Holidays that effect the schedule:
Monday, July 5: Independence Day (observed)

Midterm and Finals schedule:
Midterm 1 Thursday, July 1
Midterm 2 Thursday, July 15
Comprehensive Final Thursday, July 29

Quiz schedule (most Tuesdays and Thursdays) no make-up quizzes given
6/22 6/24 6/29 7/8 7/13
7/20 7/22 7/27

Grading Policy
Homework to be turned in: Assigned every Tuesday and Thursday, due the next class
(late homework accepted at the beginning of next class period, 10% off grade)
If arranged at least a week in advance, make-up midterm can be given.

The lowest two scores from homework and the lowest two scores from quizzes will be removed from consideration before grading.

Grading system
Quizzes 25%* best 2 out of three of these grades
Midterm 1 25%* best 2 out of three of these grades
Midterm 2 25%* best 2 out of three of these grades
Homework 20%
Lab participation 5%
Final 25%

Anyone who misses less than two homework assignments and gets a higher percentage score on the final than the weighted average of all grades combined will get the final percentage instead deciding the final grade.


Academic honesty: Your homework, exams and quizzes must be your own work. Anyone caught cheating on these assignments will be punished, where the punishment can be as severe as failing the class or being put on college wide academic probation. Working together on homework assignments is allowed, but the work you turn in must be your own, and you are responsible for checking its accuracy.

Class rules: Cell phones and beepers turned off, no headphones or text messaging during class
You will need your own calculator and handout sheets for tests and quizzes. Do not expect to be able to borrow these from someone else.

Attendance: Because the wait list is so long, attendance will be taken at the beginning and end of each class in the first week. Anyone missing two attendance roll calls will be dropped and the person at the top of the wait list will be added to the class. Anyone violating the cell phone text message rule will be counted as not attending.

Student Learning Outcomes

Describe numerical and categorical data using statistical terminology and notation.
Understand how to determine probability of deterministic events in real life situations.
Analyze and explain relationships between variables in a sample or a population.
Make inferences about populations based on data obtained from samples.
Given a particular statistical or probabilistic context, determine whether or not a particular analytical methodology is appropriate and explain why.

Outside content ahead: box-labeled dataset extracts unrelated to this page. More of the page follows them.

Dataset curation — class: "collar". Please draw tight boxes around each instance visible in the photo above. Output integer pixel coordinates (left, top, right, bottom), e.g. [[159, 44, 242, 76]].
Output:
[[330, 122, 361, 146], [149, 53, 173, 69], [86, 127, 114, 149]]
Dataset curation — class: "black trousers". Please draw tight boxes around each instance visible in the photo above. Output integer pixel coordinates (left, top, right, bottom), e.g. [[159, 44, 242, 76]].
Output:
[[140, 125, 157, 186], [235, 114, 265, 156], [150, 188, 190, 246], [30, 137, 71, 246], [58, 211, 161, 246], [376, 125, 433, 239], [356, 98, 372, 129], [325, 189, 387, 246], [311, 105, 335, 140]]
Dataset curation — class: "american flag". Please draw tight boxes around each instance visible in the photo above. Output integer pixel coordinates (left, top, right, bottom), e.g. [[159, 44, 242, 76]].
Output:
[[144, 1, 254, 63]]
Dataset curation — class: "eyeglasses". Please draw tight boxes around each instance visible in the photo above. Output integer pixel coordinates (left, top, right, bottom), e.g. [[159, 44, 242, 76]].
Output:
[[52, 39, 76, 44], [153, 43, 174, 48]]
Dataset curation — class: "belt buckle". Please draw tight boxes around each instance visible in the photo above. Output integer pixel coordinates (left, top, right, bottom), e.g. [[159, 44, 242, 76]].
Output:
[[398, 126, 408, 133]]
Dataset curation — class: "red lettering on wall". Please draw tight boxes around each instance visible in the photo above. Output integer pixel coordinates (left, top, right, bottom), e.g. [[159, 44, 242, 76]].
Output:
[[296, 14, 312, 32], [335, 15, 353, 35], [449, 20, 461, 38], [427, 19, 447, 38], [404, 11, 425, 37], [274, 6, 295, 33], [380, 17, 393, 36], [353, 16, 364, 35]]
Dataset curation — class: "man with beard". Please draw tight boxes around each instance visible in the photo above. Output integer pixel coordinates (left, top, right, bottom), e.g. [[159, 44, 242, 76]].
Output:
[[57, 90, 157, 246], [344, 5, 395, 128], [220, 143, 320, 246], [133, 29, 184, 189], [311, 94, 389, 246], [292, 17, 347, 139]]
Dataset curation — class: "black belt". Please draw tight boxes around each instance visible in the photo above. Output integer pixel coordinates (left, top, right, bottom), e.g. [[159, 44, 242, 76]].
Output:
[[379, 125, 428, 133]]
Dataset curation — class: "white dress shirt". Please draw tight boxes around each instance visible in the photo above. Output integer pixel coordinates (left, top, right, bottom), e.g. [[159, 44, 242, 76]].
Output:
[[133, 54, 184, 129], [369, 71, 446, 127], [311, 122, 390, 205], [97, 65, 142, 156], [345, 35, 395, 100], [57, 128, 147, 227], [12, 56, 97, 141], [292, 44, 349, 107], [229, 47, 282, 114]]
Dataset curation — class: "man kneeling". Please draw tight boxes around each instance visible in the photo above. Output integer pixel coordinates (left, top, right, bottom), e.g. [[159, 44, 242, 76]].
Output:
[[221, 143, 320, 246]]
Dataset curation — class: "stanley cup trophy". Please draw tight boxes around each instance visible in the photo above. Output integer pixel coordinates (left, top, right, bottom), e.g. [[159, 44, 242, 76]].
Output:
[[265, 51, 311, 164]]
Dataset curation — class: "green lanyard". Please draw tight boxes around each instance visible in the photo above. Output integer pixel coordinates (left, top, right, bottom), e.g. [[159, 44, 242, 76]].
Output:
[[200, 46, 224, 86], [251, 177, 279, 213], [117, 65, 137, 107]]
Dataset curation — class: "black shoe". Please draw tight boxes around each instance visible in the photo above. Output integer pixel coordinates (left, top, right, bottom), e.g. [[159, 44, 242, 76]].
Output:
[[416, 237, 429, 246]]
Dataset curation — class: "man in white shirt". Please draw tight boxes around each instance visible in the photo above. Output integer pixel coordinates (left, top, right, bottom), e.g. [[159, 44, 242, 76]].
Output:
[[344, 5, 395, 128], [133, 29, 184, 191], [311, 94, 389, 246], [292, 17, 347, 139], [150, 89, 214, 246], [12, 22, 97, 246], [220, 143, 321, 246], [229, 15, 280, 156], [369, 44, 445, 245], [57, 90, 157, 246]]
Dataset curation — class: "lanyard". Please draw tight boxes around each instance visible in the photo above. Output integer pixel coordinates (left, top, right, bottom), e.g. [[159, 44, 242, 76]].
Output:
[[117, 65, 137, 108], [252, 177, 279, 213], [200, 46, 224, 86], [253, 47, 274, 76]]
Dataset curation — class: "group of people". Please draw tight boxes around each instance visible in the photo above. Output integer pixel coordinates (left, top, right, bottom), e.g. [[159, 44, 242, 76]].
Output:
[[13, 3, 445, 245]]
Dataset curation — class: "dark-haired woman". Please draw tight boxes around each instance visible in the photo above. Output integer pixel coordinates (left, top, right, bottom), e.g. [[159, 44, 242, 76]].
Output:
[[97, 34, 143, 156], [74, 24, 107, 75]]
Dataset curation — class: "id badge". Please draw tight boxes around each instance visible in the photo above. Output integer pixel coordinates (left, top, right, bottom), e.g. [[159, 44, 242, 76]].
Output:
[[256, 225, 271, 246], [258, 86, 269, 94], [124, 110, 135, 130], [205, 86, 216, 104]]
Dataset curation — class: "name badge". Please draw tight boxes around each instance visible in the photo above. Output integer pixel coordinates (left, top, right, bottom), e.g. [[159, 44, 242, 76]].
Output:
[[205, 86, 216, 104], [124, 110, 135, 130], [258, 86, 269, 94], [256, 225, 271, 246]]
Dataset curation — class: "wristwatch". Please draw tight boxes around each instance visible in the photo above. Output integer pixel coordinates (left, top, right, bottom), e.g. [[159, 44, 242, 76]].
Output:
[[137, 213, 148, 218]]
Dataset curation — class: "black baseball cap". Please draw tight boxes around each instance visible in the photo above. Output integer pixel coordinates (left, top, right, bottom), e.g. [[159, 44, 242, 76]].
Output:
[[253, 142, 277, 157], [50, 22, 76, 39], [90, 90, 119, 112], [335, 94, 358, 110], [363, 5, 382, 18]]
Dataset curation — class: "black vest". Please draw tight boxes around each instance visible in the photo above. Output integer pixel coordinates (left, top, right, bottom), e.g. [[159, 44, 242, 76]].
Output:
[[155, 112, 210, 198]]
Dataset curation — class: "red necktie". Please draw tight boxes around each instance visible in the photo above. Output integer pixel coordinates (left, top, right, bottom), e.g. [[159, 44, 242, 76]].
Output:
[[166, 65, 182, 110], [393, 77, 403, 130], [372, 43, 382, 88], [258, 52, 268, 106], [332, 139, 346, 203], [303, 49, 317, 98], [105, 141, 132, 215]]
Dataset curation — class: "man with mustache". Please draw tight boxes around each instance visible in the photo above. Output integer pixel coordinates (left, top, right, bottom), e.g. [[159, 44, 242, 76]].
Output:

Students with disabilities

The Disabled Students Program Services (DSPS) should have your academic accommodation with the instructor. After the first day, I will accept these accommodations electronically or by hard copy on paper. If you need academic accommodation and have not yet applied, please call 510-464-3428 for an appointment.

Exam policies
Tests will be closed book and closed notes, but the necessary look-up tables, such as z-scores and Student’s t-scores, will be used. No sharing of calculators is allowed. You are responsible for knowing how to use your calculator to find such statistics as the average and standard deviation of a set of numerical data.